J’ai suivi, dans l’ombre, dans ton ombre, toi qui affectionnes tant Desnos, ton entreprise un peu folle et narcissique pour le simple passant virtuel, mais diablement touchante et salvatrice pour celui qui, comme toi, est possédé par les mots et leur puissance évocatrice : écrire chaque jour un poème. Voilà qui est fait, mon Pierre. « Presque un rêve » aura bientôt assez d’épaisseur pour être lu, échangé, partagé, relu, biffé, corné, rangé dans un coin puis repris, par je ne sais quelle soirée trop obscure pour être envisagée sans cette lumière qui se répand dans les roulements sonores du compagnon de Verlaine et de Salabreuil.

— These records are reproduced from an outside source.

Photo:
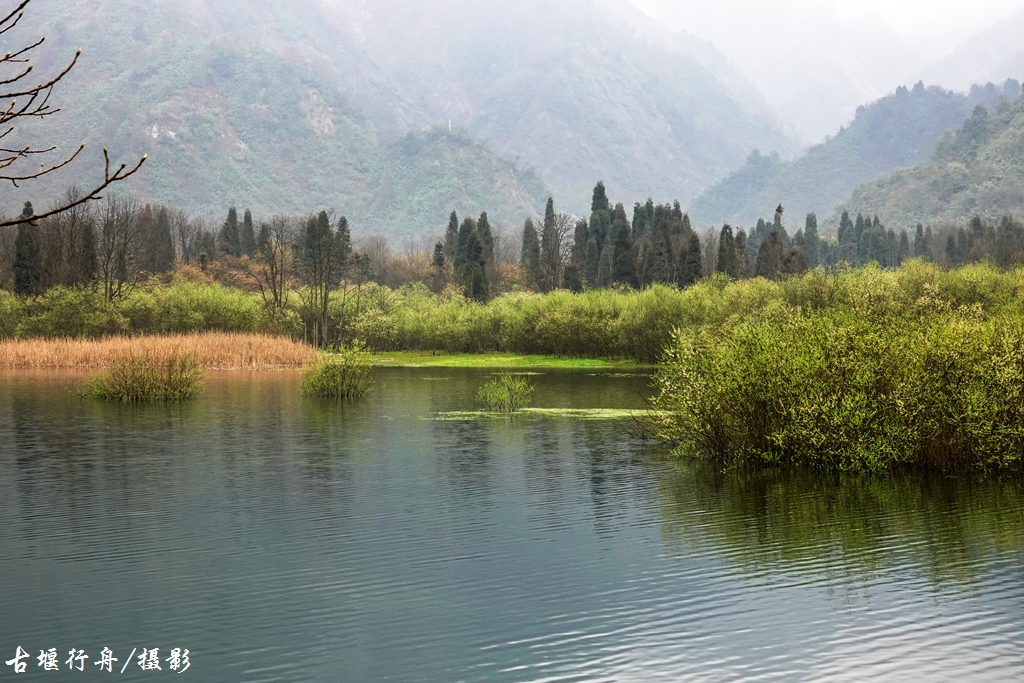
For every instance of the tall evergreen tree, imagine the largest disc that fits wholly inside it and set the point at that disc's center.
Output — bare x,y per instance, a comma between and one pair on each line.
606,267
919,242
812,243
228,241
247,237
530,258
770,257
28,256
600,199
468,225
593,261
486,238
742,259
727,260
452,238
690,263
474,271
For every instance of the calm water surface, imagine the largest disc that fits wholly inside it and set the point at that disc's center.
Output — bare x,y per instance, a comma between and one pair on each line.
282,539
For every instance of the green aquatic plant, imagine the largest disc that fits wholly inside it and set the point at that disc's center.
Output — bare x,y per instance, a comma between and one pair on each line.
337,374
507,393
148,376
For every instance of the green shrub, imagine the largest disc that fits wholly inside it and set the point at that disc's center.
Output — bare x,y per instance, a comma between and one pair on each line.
508,393
343,374
140,377
843,389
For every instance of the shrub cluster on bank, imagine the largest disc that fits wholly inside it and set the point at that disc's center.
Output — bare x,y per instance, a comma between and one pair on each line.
864,370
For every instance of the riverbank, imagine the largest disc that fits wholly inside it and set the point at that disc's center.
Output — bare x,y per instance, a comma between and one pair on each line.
215,350
503,360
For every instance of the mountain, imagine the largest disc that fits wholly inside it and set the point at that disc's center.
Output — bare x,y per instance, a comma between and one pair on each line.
350,102
994,54
978,171
898,130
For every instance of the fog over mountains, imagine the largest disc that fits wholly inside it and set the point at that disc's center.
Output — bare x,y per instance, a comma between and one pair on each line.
395,113
348,104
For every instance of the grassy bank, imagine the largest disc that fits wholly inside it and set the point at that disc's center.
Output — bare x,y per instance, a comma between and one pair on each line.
865,370
500,360
212,350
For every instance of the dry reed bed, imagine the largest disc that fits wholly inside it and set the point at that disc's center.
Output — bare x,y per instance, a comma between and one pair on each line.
215,350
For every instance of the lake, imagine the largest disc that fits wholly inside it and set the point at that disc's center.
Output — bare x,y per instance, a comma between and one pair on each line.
282,539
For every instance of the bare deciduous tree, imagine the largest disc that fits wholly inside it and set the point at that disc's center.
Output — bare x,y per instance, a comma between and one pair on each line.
23,97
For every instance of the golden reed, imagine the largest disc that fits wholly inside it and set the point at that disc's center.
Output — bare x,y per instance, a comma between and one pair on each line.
215,350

Tu m’as fait le plus grand des honneurs en acceptant de me préfacer, avec cette chaleur et cette générosité qui te caractérisent, tout enthousiasmé de constater que non, décidément non, la jeune génération n’avait rien perdu de son avant-gardisme, et que l’on pouvait encore s’élancer de presque rien pour s’élever à hauteur d’auteur. Et lorsque j’ai préfacé ton Oiseleur, après moult péripéties, ce n’est pas l’oraison funèbre d’un chantre finissant que j’ai voulu coucher sur le papier, comme s’il s’agissait d’un linceul ou d’un drap d’hôpital, mais bel et bien l’hommage d’un jeune homme à son contemporain, le plus grand de ses contemporains, le plus cher à ses yeux, le plus sensible à sa fibre poétique.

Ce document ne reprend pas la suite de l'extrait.